Efforts indépendants
S’il y a un rayon de soleil à travers l’obscurité, ce sont les quelques efforts indépendants et à but non lucratif pour créer des ensembles de données massifs que tout le monde peut utiliser pour former un modèle d’IA générative.
EleutherAI, un groupe de recherche à but non lucratif qui a commencé comme un collectif Discord en 2020, travaille avec l’Université de Toronto, AI2 et des chercheurs indépendants pour créer The Pile v2, un ensemble de milliards de passages de texte provenant principalement du domaine public.
En avril, la start-up d’IA Hugging Face a publié FineWeb, une version filtrée du Common Crawl – l’ensemble de données éponyme maintenu par l’organisation à but non lucratif Common Crawl, composé de milliards et de milliards de pages Web – qui, selon Hugging Face, améliore les performances du modèle sur de nombreux benchmarks.

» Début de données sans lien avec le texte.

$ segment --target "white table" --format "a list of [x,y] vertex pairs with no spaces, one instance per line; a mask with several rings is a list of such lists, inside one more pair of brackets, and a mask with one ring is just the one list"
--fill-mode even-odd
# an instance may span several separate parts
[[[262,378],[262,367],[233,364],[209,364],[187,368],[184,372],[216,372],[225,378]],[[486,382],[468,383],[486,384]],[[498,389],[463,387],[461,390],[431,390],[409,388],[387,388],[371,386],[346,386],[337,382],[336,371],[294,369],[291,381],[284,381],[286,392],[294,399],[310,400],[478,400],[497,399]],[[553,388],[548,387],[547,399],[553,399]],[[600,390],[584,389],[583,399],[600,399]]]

Quelques efforts pour publier des ensembles de données d’entraînement ouverts, comme les ensembles d’images du groupe LAION, se sont heurtés au droit d’auteur, à la confidentialité des données et à d’autres Défis éthiques et juridiques tout aussi graves. Mais certains des curateurs de données les plus dévoués se sont engagés à faire mieux. The Pile v2, par exemple, supprime le matériel problématique protégé par le droit d’auteur trouvé dans son ensemble de données progéniteur, The Pile.
La question est de savoir si l’un de ces efforts ouverts peut espérer suivre le rythme des Big Tech. Tant que la collecte et la conservation des données restent une question de ressources, la réponse est probablement non, du moins pas jusqu’à ce qu’une percée de la recherche égalise les règles du jeu.